Pay attention to any of our contemporary political commentators for long enough and they will eventually start ruing the divided state of the nation before expressing a desire for some sort of curative coming together, which they will probably add, is the more natural state of affairs. (Even some of the Tory leadership candidates are not entirely averse to this.)
And it is, to a large extent, nonsense. Any serious look at our history reveals that division is the more natural and probably more productive state.
There are nearly always at least two available camps to sit in. In the fifteenth century for example, the English were split along dynastic lines, York and Lancaster. The following century saw this conflict morph rather suddenly into an argument over faith, which in turn, one hundred years later, segued into a dispute between King and Parliament.

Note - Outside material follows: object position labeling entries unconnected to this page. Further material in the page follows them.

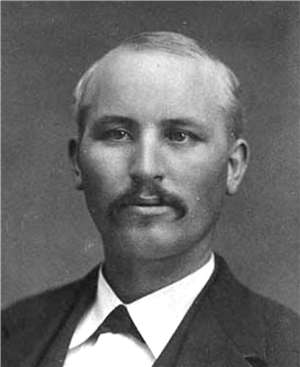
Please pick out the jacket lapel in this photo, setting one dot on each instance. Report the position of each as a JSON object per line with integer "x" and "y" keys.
{"x": 215, "y": 331}
{"x": 58, "y": 347}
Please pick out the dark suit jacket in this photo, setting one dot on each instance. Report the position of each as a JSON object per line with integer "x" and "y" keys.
{"x": 227, "y": 326}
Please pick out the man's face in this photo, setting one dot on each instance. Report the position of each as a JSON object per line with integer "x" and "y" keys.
{"x": 153, "y": 158}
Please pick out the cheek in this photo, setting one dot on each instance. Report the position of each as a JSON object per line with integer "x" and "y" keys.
{"x": 205, "y": 185}
{"x": 103, "y": 174}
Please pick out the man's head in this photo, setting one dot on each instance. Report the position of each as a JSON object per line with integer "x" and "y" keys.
{"x": 159, "y": 146}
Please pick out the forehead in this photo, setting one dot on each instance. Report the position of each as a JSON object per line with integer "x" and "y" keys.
{"x": 154, "y": 81}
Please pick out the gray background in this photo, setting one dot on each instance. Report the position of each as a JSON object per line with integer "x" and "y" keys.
{"x": 47, "y": 236}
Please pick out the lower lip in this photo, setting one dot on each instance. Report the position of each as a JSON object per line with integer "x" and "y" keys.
{"x": 149, "y": 210}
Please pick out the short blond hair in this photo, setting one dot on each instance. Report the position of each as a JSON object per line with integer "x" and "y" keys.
{"x": 178, "y": 44}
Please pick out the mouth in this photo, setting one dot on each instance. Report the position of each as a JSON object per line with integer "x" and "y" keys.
{"x": 150, "y": 205}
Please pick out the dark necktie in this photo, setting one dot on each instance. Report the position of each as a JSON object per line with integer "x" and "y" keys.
{"x": 118, "y": 321}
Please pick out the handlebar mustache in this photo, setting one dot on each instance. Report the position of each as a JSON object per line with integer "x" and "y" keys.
{"x": 134, "y": 193}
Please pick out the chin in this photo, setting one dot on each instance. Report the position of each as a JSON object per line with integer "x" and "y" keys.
{"x": 155, "y": 243}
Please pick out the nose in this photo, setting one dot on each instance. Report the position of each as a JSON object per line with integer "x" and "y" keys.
{"x": 147, "y": 160}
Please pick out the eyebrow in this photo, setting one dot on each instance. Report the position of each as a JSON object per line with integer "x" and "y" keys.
{"x": 110, "y": 119}
{"x": 181, "y": 122}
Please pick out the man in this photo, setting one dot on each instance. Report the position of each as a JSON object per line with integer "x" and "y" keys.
{"x": 159, "y": 147}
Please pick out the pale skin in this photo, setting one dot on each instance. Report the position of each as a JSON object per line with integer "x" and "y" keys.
{"x": 155, "y": 120}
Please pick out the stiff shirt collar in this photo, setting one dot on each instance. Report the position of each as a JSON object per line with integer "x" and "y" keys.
{"x": 156, "y": 315}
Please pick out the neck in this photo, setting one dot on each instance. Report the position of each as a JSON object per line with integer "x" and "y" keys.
{"x": 132, "y": 279}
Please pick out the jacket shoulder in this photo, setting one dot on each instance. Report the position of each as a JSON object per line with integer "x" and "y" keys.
{"x": 274, "y": 328}
{"x": 36, "y": 311}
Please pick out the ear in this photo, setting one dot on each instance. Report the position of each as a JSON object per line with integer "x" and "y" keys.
{"x": 237, "y": 165}
{"x": 74, "y": 160}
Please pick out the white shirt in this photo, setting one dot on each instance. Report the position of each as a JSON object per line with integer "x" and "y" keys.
{"x": 156, "y": 316}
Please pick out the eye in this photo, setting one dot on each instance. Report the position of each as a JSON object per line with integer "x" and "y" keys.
{"x": 177, "y": 136}
{"x": 117, "y": 135}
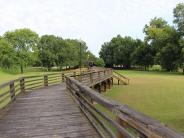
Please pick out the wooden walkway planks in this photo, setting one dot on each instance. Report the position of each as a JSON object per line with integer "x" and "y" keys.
{"x": 46, "y": 113}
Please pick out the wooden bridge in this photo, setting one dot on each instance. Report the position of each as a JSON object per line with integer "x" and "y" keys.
{"x": 67, "y": 105}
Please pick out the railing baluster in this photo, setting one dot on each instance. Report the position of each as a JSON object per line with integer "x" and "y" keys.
{"x": 12, "y": 91}
{"x": 45, "y": 80}
{"x": 63, "y": 77}
{"x": 22, "y": 85}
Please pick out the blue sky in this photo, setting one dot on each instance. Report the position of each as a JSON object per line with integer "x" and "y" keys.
{"x": 94, "y": 21}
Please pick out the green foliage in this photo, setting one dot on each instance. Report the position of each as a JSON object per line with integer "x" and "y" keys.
{"x": 7, "y": 54}
{"x": 143, "y": 56}
{"x": 99, "y": 62}
{"x": 24, "y": 41}
{"x": 47, "y": 52}
{"x": 118, "y": 51}
{"x": 169, "y": 57}
{"x": 179, "y": 17}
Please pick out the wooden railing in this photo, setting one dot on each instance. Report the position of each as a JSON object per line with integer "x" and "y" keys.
{"x": 10, "y": 90}
{"x": 112, "y": 119}
{"x": 121, "y": 78}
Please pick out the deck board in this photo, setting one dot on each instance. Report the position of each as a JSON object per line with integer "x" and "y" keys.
{"x": 46, "y": 113}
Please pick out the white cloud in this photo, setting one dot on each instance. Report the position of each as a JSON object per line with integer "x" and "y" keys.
{"x": 95, "y": 21}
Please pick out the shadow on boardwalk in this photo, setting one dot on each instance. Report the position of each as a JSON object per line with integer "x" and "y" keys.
{"x": 46, "y": 113}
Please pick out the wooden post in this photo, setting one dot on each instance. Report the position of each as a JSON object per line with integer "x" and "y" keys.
{"x": 105, "y": 86}
{"x": 112, "y": 81}
{"x": 108, "y": 84}
{"x": 63, "y": 77}
{"x": 100, "y": 87}
{"x": 12, "y": 91}
{"x": 45, "y": 80}
{"x": 91, "y": 77}
{"x": 74, "y": 74}
{"x": 22, "y": 85}
{"x": 104, "y": 73}
{"x": 99, "y": 75}
{"x": 123, "y": 124}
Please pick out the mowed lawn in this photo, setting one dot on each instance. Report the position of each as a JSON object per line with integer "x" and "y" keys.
{"x": 159, "y": 95}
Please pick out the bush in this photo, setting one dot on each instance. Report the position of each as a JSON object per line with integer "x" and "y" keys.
{"x": 155, "y": 68}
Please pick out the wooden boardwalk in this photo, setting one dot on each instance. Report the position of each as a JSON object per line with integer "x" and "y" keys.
{"x": 46, "y": 113}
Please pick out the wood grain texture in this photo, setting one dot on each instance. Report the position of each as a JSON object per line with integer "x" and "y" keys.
{"x": 46, "y": 113}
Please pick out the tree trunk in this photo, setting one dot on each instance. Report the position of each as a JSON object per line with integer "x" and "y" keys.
{"x": 21, "y": 69}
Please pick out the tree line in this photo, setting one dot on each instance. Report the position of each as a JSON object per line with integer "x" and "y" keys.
{"x": 163, "y": 45}
{"x": 22, "y": 48}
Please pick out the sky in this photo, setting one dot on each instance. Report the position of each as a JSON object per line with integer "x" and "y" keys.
{"x": 94, "y": 21}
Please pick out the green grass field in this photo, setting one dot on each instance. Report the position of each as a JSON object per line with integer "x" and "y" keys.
{"x": 157, "y": 94}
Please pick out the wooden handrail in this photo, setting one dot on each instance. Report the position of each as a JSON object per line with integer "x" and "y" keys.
{"x": 129, "y": 123}
{"x": 132, "y": 122}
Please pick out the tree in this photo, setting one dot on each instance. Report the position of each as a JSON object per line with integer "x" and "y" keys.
{"x": 179, "y": 17}
{"x": 143, "y": 56}
{"x": 47, "y": 52}
{"x": 118, "y": 51}
{"x": 107, "y": 54}
{"x": 161, "y": 37}
{"x": 7, "y": 54}
{"x": 169, "y": 57}
{"x": 25, "y": 42}
{"x": 99, "y": 62}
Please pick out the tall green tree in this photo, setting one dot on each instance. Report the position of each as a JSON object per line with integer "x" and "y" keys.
{"x": 143, "y": 55}
{"x": 7, "y": 54}
{"x": 162, "y": 36}
{"x": 47, "y": 50}
{"x": 25, "y": 42}
{"x": 118, "y": 51}
{"x": 179, "y": 17}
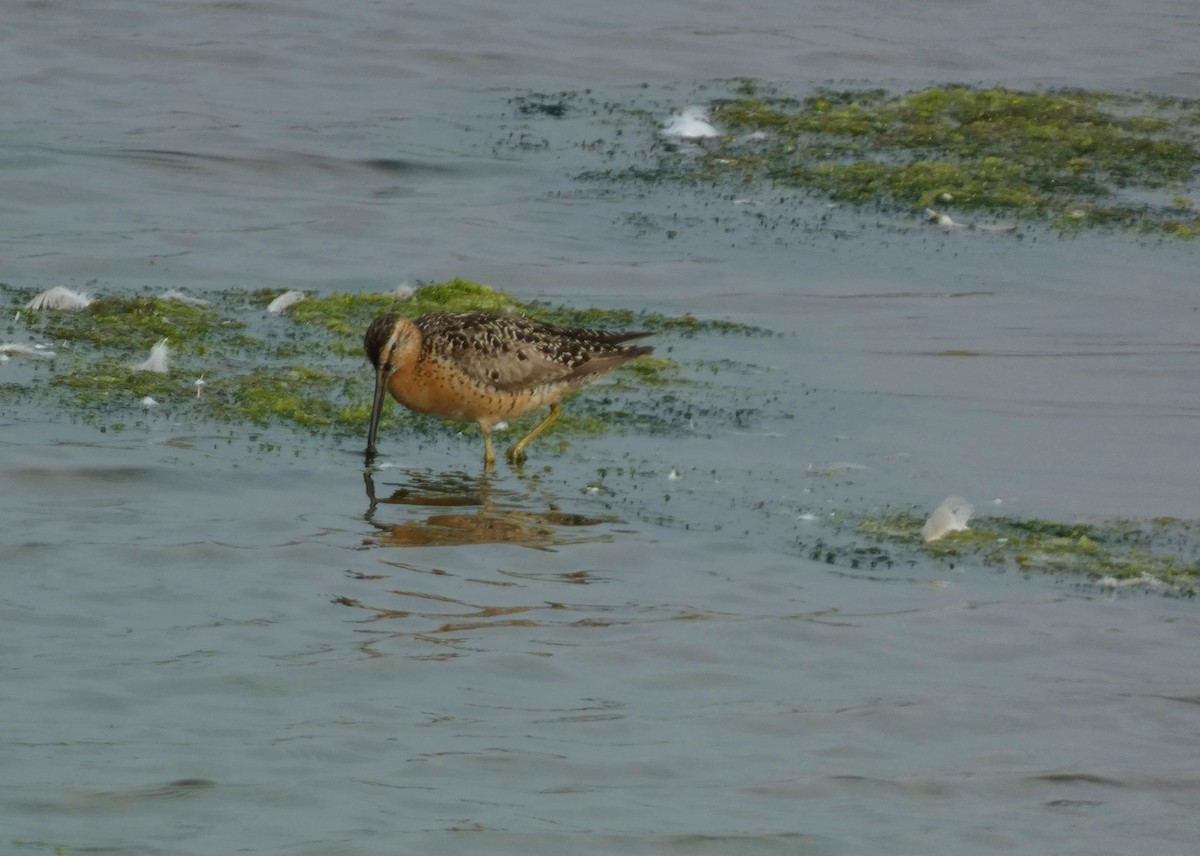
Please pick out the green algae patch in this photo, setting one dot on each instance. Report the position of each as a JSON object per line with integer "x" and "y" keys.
{"x": 232, "y": 363}
{"x": 1159, "y": 555}
{"x": 347, "y": 315}
{"x": 133, "y": 323}
{"x": 1071, "y": 159}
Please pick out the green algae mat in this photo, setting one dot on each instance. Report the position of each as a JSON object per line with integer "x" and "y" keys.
{"x": 1066, "y": 159}
{"x": 1156, "y": 556}
{"x": 233, "y": 361}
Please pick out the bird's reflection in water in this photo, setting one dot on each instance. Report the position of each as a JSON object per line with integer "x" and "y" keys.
{"x": 468, "y": 509}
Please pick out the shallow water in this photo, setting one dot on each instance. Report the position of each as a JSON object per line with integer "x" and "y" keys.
{"x": 219, "y": 642}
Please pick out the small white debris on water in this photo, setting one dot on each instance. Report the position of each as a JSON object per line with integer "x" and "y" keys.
{"x": 951, "y": 516}
{"x": 1143, "y": 579}
{"x": 285, "y": 301}
{"x": 159, "y": 359}
{"x": 180, "y": 297}
{"x": 17, "y": 349}
{"x": 691, "y": 123}
{"x": 946, "y": 221}
{"x": 59, "y": 299}
{"x": 942, "y": 219}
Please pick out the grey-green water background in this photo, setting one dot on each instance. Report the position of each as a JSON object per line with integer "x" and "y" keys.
{"x": 211, "y": 644}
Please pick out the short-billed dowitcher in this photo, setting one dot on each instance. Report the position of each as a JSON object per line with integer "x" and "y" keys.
{"x": 484, "y": 367}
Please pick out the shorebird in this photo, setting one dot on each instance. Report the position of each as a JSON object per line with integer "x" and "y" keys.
{"x": 484, "y": 367}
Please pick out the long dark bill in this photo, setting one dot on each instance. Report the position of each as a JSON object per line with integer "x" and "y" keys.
{"x": 377, "y": 407}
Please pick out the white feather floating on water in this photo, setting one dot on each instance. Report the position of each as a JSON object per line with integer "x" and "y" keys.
{"x": 180, "y": 297}
{"x": 948, "y": 222}
{"x": 691, "y": 123}
{"x": 951, "y": 516}
{"x": 285, "y": 301}
{"x": 18, "y": 349}
{"x": 159, "y": 359}
{"x": 59, "y": 299}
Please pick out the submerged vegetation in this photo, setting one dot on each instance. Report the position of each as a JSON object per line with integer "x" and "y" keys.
{"x": 233, "y": 363}
{"x": 1162, "y": 555}
{"x": 1072, "y": 159}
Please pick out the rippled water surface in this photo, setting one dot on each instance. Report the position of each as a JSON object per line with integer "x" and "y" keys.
{"x": 239, "y": 642}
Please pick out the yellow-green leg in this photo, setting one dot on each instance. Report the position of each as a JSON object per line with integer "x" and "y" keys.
{"x": 516, "y": 452}
{"x": 489, "y": 452}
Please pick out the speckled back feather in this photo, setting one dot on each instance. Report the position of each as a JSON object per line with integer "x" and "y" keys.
{"x": 511, "y": 353}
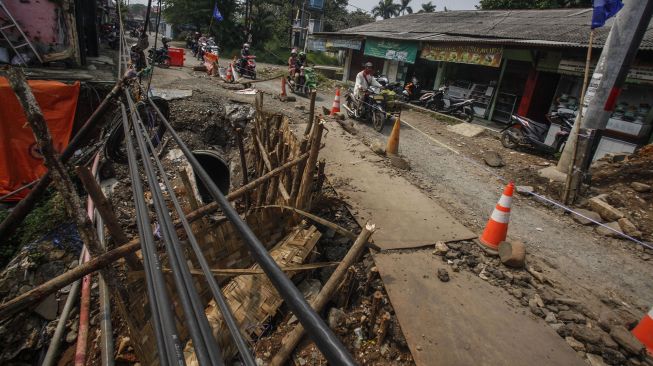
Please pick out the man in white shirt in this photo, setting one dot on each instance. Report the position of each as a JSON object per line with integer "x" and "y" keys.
{"x": 364, "y": 80}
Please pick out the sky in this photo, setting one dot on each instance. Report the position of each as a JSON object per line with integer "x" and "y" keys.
{"x": 417, "y": 4}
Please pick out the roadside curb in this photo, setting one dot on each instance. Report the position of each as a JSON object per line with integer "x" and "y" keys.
{"x": 446, "y": 118}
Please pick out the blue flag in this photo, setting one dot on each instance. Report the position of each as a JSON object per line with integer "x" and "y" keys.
{"x": 216, "y": 13}
{"x": 604, "y": 10}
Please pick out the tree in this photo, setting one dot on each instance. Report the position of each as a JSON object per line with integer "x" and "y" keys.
{"x": 533, "y": 4}
{"x": 405, "y": 8}
{"x": 428, "y": 8}
{"x": 386, "y": 9}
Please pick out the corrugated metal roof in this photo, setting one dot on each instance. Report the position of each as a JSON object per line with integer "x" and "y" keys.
{"x": 555, "y": 27}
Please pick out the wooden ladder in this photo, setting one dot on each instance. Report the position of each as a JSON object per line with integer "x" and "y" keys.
{"x": 22, "y": 40}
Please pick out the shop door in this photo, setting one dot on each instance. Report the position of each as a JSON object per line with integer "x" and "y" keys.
{"x": 542, "y": 96}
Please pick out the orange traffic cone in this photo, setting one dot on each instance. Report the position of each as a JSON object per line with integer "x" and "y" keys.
{"x": 644, "y": 331}
{"x": 393, "y": 140}
{"x": 497, "y": 226}
{"x": 335, "y": 107}
{"x": 230, "y": 74}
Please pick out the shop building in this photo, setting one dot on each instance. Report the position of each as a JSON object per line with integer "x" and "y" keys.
{"x": 525, "y": 62}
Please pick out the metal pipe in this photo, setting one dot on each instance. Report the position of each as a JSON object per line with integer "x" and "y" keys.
{"x": 169, "y": 346}
{"x": 85, "y": 299}
{"x": 330, "y": 346}
{"x": 227, "y": 314}
{"x": 208, "y": 354}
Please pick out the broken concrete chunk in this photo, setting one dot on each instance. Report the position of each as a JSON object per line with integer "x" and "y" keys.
{"x": 512, "y": 254}
{"x": 587, "y": 213}
{"x": 607, "y": 232}
{"x": 399, "y": 162}
{"x": 629, "y": 228}
{"x": 525, "y": 190}
{"x": 378, "y": 147}
{"x": 443, "y": 275}
{"x": 627, "y": 341}
{"x": 609, "y": 213}
{"x": 493, "y": 159}
{"x": 640, "y": 187}
{"x": 441, "y": 248}
{"x": 574, "y": 344}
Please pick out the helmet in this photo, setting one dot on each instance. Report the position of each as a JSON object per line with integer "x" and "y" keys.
{"x": 382, "y": 80}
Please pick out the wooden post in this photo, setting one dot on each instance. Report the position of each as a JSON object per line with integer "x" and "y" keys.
{"x": 292, "y": 339}
{"x": 377, "y": 301}
{"x": 105, "y": 209}
{"x": 297, "y": 177}
{"x": 383, "y": 328}
{"x": 243, "y": 161}
{"x": 303, "y": 196}
{"x": 60, "y": 176}
{"x": 311, "y": 114}
{"x": 25, "y": 206}
{"x": 12, "y": 306}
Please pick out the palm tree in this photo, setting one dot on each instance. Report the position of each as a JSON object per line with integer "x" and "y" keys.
{"x": 427, "y": 8}
{"x": 405, "y": 8}
{"x": 386, "y": 9}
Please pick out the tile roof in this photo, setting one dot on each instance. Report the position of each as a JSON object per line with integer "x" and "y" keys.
{"x": 554, "y": 27}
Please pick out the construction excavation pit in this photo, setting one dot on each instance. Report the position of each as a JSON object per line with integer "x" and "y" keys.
{"x": 273, "y": 179}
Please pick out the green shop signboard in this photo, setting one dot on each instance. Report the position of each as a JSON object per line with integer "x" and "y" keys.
{"x": 391, "y": 50}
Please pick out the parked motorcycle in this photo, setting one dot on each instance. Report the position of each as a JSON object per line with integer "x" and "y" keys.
{"x": 523, "y": 131}
{"x": 306, "y": 83}
{"x": 247, "y": 67}
{"x": 460, "y": 108}
{"x": 378, "y": 106}
{"x": 160, "y": 55}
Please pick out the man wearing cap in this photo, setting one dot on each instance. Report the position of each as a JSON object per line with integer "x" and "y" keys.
{"x": 364, "y": 80}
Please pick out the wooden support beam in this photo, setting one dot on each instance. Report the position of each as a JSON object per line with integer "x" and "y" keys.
{"x": 291, "y": 340}
{"x": 105, "y": 209}
{"x": 268, "y": 164}
{"x": 16, "y": 304}
{"x": 305, "y": 188}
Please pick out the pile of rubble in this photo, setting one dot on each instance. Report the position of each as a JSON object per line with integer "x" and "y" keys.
{"x": 600, "y": 338}
{"x": 624, "y": 200}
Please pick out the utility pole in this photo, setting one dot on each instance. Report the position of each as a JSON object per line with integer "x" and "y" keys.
{"x": 604, "y": 88}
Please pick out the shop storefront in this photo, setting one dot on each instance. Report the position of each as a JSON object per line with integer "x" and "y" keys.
{"x": 631, "y": 122}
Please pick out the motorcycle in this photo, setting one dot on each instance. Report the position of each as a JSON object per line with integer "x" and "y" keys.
{"x": 159, "y": 56}
{"x": 247, "y": 67}
{"x": 412, "y": 90}
{"x": 306, "y": 83}
{"x": 523, "y": 131}
{"x": 460, "y": 108}
{"x": 378, "y": 106}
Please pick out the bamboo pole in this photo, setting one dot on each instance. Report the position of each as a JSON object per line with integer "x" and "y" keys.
{"x": 105, "y": 209}
{"x": 567, "y": 196}
{"x": 25, "y": 206}
{"x": 14, "y": 305}
{"x": 292, "y": 339}
{"x": 303, "y": 196}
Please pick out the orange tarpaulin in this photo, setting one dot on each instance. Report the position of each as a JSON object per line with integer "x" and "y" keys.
{"x": 20, "y": 159}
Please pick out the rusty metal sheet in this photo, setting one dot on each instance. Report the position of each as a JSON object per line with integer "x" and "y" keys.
{"x": 404, "y": 215}
{"x": 465, "y": 321}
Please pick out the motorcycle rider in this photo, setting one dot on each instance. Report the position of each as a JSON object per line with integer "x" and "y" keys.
{"x": 291, "y": 62}
{"x": 244, "y": 54}
{"x": 299, "y": 63}
{"x": 364, "y": 80}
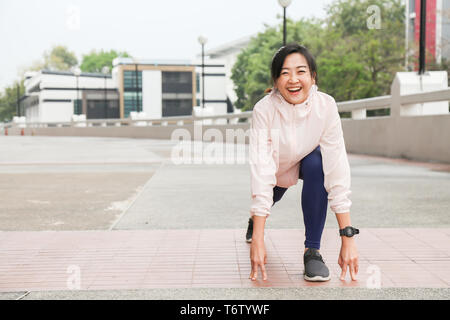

Thesis, antithesis, Synthesis. Hegel called this dialectic. Yet what we see is that the terms shift, so that synthesis remains perpetually elusive - an interminable teleology in which those who speak of achieving a final end to the prevailing controversy and its unpleasant consequences should of necessity be treated with scorn. (The young Henry VIII rather amusingly imagined that his accession marked a sort of ‘end of history’ moment.)
So, Brexit appears to be firmly in this tradition, and yet it reveals an interesting truth about the pattern. Not all theses and antitheses are of equal weight. It’s not hard to see for example that from an intellectual perspective the argument between Monarch and Parliament was more meaningful than the fracas between the red and white roses.
And so now, we can examine the current reconfiguration of our political animus and conclude that the great confrontation of the last century, between Left and Right, between liberal and totalitarian systems, which some imagined would resolve rather conveniently into a worldwide Scandinavian-style social democratic group hug, has instead kicked off anew into a national schism over the EU.
And it is SO empty. One only has to listen for the briefest of moments to the extreme ideologues of Leave or Remain to comprehend the void at the heart of this altercation, how lacking in genuine intellectual content it therefore tends to be. Most of them end up trying to spice things up by shamelessly borrowing the terminology from last century’s polarities:‘Nazi!’
In the first part of the twentieth century I do believe it really mattered to which side one was adopted. In the Spanish Civil War for example, we didn’t see an absolute confrontation between right and wrong, but the choices made were meaningful and had real ethical underpinnings. So it was in the Reformation and then in the English Revolution.
Brexit, in comparison, invites its protagonists to adopt positions that are obviously hollow from the outset and from almost any perspective.